Koleka Putuma is the closest the country has to a popular people’s poet. Her new work, We Have Everything We Need to Start Again, is being heavily promoted by the publisher and retailers. “Press both feet to the ground. Place your hand on your heart. You are brave and capable. It will always be your time,” is the collection’s promotional extract and the punt for one of her two appearances at Franschhoek. Broadly, her style falls into the Insta-poetry genre: anthemic, self-affirming, motivational but also deeply challenging.

Entertaining formats

Indeed, perhaps taking a leaf from musicians, poetry is no longer simply read, but is now performed. Besides Putuma, a more conventional but nevertheless intriguing poetry session is the collaboration between poet-novelist Finuala Dowling and radio personality and thespian John Maytham. Titled “The Ties That Bind”, Dowling’s script incorporates extracts from 32 works themed around family, friendship and belonging — and gratitude, as in Dowling’s own poem, Riches:

“I have no money in the bank, /no immediate prospect of work. /I am driving home on the coastal road, /the most beautiful road in the world. /Almost everyone I love /lives in the blue clefts ahead.../I am embarrassed to be so rich.”

Novelist and essayist Ivan Vladislavić, with Hedley Twidle, lecturer in Southern African postcolonial literature studies at the University of Cape Town (UCT), will explore the idea of how cities and edifices — Johannesburg? A nation’s coherence and soul? — fall apart before they resurrect, hopefully for the better. In Twidle’s new collection, one essay, To Spite his Face, veers between a humorous account of the start of the Rhodes Must Fall movement at UCT in 2015, when the subject’s nose was severed from his statue, to a damning commentary on why Rhodes, the ugly face of brutal colonialism, remains prevalently honoured in Cape Town’s landmarks and street names.

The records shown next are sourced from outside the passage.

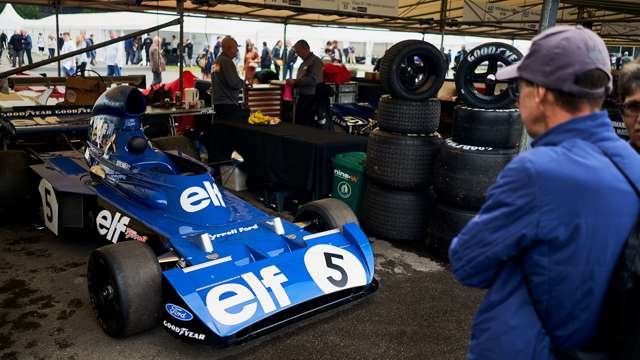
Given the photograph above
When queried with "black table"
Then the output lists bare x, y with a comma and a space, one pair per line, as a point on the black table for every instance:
284, 156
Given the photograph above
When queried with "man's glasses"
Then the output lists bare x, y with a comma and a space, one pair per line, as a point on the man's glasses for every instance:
631, 108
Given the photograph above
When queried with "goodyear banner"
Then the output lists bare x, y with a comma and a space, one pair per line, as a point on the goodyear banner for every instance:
492, 12
620, 29
307, 4
371, 7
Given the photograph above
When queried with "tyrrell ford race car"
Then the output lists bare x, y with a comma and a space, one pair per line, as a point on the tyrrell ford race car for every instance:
205, 264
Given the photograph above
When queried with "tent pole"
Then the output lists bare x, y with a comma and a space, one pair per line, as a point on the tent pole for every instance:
549, 14
285, 53
547, 20
57, 6
443, 20
181, 49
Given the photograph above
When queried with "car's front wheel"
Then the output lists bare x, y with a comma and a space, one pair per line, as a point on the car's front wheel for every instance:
125, 287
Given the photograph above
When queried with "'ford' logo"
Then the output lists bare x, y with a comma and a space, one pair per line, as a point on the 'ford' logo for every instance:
178, 312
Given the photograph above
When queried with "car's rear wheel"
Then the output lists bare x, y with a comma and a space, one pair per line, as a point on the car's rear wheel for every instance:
125, 288
325, 214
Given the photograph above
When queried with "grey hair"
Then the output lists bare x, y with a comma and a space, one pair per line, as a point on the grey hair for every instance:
629, 79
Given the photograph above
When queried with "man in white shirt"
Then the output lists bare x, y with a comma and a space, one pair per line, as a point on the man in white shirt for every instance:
112, 57
68, 65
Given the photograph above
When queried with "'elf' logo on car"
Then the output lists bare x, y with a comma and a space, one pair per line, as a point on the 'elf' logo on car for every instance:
111, 226
196, 198
222, 298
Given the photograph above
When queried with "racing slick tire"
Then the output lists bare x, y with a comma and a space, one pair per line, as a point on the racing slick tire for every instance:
490, 128
403, 116
405, 78
325, 214
464, 173
395, 214
446, 223
16, 186
401, 162
177, 143
493, 54
125, 288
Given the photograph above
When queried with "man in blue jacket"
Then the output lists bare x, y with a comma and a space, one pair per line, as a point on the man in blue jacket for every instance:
546, 241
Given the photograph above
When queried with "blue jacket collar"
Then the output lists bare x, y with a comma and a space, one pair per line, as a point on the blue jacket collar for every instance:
595, 126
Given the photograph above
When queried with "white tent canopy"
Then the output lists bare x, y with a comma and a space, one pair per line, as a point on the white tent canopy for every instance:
369, 43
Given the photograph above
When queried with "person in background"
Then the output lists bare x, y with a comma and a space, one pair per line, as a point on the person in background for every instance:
82, 59
629, 91
207, 55
265, 57
112, 57
626, 59
251, 61
128, 51
40, 44
189, 53
3, 44
337, 53
51, 45
227, 84
17, 45
352, 54
137, 51
28, 45
308, 77
327, 58
550, 233
217, 47
146, 45
91, 55
174, 45
276, 52
157, 61
291, 61
69, 64
459, 56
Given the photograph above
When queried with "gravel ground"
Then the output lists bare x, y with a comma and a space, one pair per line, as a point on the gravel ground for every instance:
419, 311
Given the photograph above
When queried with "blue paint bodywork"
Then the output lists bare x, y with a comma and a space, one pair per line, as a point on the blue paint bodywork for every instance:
177, 198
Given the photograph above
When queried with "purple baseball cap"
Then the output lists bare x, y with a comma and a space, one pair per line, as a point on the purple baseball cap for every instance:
558, 55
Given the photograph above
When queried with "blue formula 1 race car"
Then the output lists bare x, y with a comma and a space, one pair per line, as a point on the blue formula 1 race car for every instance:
199, 260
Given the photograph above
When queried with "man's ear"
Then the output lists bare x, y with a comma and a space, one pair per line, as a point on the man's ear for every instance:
539, 95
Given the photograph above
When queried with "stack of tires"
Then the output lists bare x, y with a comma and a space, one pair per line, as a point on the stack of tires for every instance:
402, 150
486, 133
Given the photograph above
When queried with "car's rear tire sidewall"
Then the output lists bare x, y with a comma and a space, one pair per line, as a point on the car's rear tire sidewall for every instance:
130, 273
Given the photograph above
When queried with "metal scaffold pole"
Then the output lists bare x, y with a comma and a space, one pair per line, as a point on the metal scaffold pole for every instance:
181, 49
57, 6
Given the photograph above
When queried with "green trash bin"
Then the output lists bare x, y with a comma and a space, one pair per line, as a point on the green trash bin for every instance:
348, 178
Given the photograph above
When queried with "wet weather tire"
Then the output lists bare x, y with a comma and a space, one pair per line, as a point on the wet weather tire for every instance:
446, 224
125, 288
403, 116
464, 173
176, 143
404, 78
490, 128
395, 214
402, 162
494, 55
326, 214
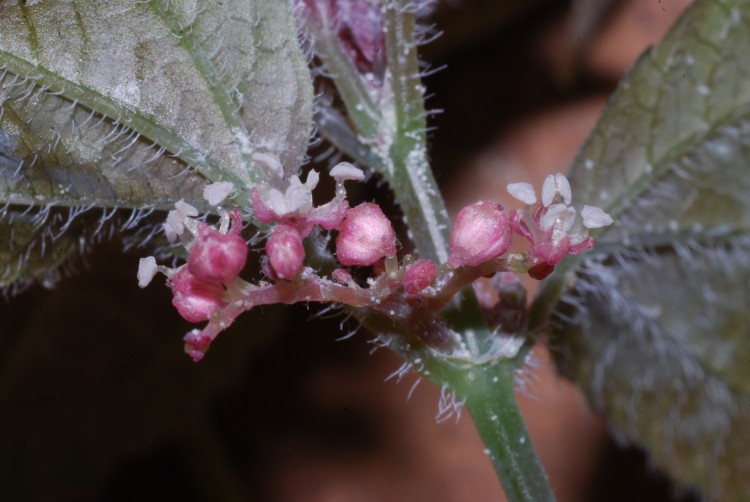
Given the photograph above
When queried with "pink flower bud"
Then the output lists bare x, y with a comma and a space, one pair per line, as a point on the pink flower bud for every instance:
195, 299
365, 236
217, 257
342, 276
285, 252
196, 344
418, 276
481, 233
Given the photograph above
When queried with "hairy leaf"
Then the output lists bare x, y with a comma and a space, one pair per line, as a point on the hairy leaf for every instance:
139, 104
656, 326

It will be interesting to connect Twidle’s essay with the discussion between former UCT vice-chancellor Max Price and SA’s distinguished educational authority, Prof Jonathan Jansen. Both have recently written accounts of the turmoil at our universities. Price’s book, Statues and Storms: Leading through Change, has an optimistic title, but the dysfunction in the country’s higher education system seems ongoing.

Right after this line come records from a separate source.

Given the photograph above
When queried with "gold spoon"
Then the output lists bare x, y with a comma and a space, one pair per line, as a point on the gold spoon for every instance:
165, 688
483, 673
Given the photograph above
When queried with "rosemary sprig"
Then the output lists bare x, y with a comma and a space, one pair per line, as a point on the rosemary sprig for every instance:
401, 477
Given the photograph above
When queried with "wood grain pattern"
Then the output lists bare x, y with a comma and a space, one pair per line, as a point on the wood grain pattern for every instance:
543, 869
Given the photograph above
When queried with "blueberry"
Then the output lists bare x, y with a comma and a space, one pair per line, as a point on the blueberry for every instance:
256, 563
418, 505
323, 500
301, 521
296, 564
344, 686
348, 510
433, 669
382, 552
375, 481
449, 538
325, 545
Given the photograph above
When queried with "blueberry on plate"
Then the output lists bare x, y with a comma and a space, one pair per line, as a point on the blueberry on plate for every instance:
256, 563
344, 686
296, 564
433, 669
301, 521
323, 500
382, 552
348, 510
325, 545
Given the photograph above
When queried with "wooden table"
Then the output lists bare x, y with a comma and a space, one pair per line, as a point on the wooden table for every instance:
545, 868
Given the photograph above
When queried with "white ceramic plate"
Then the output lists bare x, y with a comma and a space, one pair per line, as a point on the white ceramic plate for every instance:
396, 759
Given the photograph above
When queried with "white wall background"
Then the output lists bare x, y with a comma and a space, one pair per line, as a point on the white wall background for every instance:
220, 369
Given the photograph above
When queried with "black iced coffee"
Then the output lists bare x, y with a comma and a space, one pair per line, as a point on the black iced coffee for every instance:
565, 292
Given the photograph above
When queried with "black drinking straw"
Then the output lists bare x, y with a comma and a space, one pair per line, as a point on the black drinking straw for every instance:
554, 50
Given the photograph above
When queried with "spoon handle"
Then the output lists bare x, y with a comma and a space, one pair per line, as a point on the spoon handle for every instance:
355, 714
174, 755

Madonsela is now also in academia, acting as Law Trust Research chair in social justice at Stellenbosch University. She appears on two panels, one of which focuses on how to protect our constitution. Facilitated by social justice and constitutional lawyer Geoff Budlender SC, interesting discussion angles should emanate from journalist and author Mark Gevisser, whose co-edited book, The Revolution Will Not Be Litigated, was an eye-opening, worldwide window into appalling human rights abuses. The book’s main point was that to successfully forge lasting social justice, litigation must be augmented with sociopolitical empowerment through activism and groundswell popular movements. What engenders this? Gevisser makes a strong case for the power of storytelling to rouse people to action.

The power of literature?

This is the precise topic for a panel debate chaired by Batya Bricker, GM for books and brand at Exclusives Books, towards the end of the programme. Though it is framed around whether fiction can still, among today’s digital generation, “shape culture and shift history”, the question applies equally to nonfiction. The panel will probably be speaking to the converted. But in a propagandised world hyped by social media, the reality may not be what literature lovers believe.

Ticket sales have, according to Ball, been excellent and indicate strong attendance numbers, but it will be interesting to gauge the proportion of younger generations at Franschhoek.

Regardless, the festival promises to amplify new voices, liberate ideas and enrich through diverse and engaging nonfiction content.